Selamlar öncelikle herşey için çok teşekkür ediyorum. Ben kitabı ilk yazdığım zaman diğer kurgularım gibi kimse okumaz ve kaldırırım diye düşünüyordum. Ama öyle olmadı... Kısa sürede çok çabuk büyüdük. Yazım hatalarım varsa affola. Kitap final olunca düzenlemeye alacağım. Miran Ağa mutlu son olucak. Bu da ufak bir spoiler olsun size. Ama aklımda iki kurgu var birini zaten biliyorsunuz o mutsuz son olucak. Bir tane de asker kurgusu yazmak istiyorum ama beceremezsem diye korkuyorum. Asker kurgusu son kurgum olabilir belki. Ay neyse çok konuştum iyi ki varsınız, iyi ki benimlesiniz. Sizleri çok seviyorum. <3
**********************
Karnımda hissettiğim sızı ile gözlerimi açmaya çalıştım. Ama sanki birileri tutkal ile yapıştırmış gibi açılmıyordu.
Gözlerimi bir kaç kere kırptıktan sonra beyaz tavanla bakıştım.
Nerdeydim?
"Miran..."dedim çıkmayan sesim ile.
"Saye'm"dediğinde kafamı az da olsa Miran'a çevirdim.
"Neler oldu? Neden burdayım."derken etrafa gözlerimi çevirdim. Hastane odasındaydım.
"Sonra konuşuruz güzelim. Şimdi bunları düşünme."dedikten sonra saçlarımı okşamıştı.
Karnımda ki ağrı ile gözlerimi kapattım.
"Vuruldum mu?"diye sordum.
"Evet. Korhan yaptı ama merak etme artık hayatta bile değil. Sana rüzgarı bile değmez."demişti.
"Dilşah."dedim bir anda. "Ona ne oldu?"dediğimde gözlerinde ki hüzün gözle görülür biçimdeydi.
"Korhan ile sevgililermiş. Gizli saklı aşk yaşamışlar. Öldürürler diye korkmuşlar. Abisinden, benden bile sakladı sevdiği adamı. Bir gün Dilşah ile Korhanı görmüşler. Sonrası belli. Töre. Başka yolu olabilirdi. Bana anlatsaydı korurdum kardeşimi. Abisiydim ben onun."dedikten sonra çenesini sıkmıştı.
Elimi zorda olsa kaldırıp ellerini tuttum. "Bazen aşk insanı öldürüyor. Her zaman yaşatmıyor. Keşke yaşasaydı kardeşin. Ama korkmuş çok belli yoksa abisinden neden saklasın aşık olduğu adamı?"dedim baş parmağım ile elini okşarken.
Odanın kapısı açılınca Miran kapıya dönmüştü.

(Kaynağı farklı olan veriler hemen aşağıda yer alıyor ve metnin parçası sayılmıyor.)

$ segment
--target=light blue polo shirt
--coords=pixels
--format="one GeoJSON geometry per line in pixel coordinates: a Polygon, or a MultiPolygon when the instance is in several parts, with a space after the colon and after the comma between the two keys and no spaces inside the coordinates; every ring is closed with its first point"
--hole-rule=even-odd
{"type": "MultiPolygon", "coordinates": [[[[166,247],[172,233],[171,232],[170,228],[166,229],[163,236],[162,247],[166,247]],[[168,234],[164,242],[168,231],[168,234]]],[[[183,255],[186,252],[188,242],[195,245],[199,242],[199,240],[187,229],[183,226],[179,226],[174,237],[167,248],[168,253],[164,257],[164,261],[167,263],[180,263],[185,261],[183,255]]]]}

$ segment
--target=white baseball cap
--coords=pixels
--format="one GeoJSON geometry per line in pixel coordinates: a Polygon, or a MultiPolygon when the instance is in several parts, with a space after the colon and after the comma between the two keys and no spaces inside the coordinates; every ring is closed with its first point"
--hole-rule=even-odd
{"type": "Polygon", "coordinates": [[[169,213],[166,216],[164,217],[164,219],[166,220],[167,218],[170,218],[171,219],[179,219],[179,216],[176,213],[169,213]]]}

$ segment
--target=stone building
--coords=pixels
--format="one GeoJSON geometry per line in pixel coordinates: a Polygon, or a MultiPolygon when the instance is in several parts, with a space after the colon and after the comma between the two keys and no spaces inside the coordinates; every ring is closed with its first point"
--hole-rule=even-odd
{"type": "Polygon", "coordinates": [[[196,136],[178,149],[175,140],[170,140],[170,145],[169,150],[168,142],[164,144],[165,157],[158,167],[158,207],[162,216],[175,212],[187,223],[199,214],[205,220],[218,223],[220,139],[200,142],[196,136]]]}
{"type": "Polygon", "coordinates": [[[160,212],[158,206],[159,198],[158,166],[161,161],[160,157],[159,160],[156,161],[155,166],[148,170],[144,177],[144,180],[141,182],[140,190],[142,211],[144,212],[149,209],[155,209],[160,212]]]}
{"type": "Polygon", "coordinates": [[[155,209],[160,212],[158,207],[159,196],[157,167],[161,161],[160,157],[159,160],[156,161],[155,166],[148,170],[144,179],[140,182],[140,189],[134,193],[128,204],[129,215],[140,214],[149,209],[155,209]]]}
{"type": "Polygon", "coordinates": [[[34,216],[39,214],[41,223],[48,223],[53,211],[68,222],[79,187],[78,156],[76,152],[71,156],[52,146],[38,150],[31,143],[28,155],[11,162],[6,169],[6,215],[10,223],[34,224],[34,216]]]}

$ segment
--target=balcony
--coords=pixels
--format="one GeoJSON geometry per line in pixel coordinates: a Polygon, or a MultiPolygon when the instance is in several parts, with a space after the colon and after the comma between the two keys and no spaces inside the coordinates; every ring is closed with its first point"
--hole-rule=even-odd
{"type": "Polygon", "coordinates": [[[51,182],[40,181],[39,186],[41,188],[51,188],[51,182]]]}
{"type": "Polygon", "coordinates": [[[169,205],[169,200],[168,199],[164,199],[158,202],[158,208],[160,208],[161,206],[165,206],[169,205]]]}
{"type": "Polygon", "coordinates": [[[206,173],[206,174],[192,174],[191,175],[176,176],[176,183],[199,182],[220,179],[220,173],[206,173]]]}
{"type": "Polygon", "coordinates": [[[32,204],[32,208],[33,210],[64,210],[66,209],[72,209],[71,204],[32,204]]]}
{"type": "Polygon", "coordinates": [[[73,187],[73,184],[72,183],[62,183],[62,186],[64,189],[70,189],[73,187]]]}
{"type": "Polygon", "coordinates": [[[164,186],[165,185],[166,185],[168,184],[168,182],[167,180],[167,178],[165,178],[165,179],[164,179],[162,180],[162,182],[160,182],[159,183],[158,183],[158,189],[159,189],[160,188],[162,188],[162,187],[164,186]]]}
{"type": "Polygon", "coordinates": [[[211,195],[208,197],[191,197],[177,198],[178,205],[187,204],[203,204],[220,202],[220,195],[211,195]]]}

İçeriye beyaz önlüklü bir doktor ve yanında bir tane de mavi formalı hemşire girmişti.
Doktor "Uyanmışsınız. Çok korkuttunuz bizi."dedikten sonra elinde küçük bir ışık ile yanına gelmişti.
"Ne kadar uyudum ki?"dedim.
Doktor gözüme ışık tutup geri çekilmişti. "Bir ay."dediğinde şaşkınlıktan ağzım açık kalmıştı.
"Ne?"dedim ve Mirana baktım. "Nasıl bir ay uyudum?"
"Hastaneye geldiğinizde silah yaranız vardı. Çok kan kaybetmiştiniz. İki hafta yoğun bakımda kaldınız sonrasında odaya aldık."demişti doktor.
Miran elimi tuttup okşuyordu. "Sonra anlatıcaktım. Ama şimdi öğrendin."dedi Miran.
"Şimdi müsadeniz varsa, ayağa kalkıp yürümeye çalışabilir misiniz?"dedi doktor.
Kafamı salladığım da Miran üzerim de ki ince çarşafı kaldırıp bacaklarımı yataktan indirmişti. "Gel güzelim."dedikten sonra elini belime koyup kalkmama yardım etmişti.
Yaram acıyordu. "Şimdi yavaşça bir ayağınızı atın."dediğinde Mirana baktım.
Yapabileceğimden emin bir şekilde bakıyordu. Bir adım attıktan sonra tekrar yaram acımıştı. Canım acıdığın da doktora baktım. "Acıyor."dedim.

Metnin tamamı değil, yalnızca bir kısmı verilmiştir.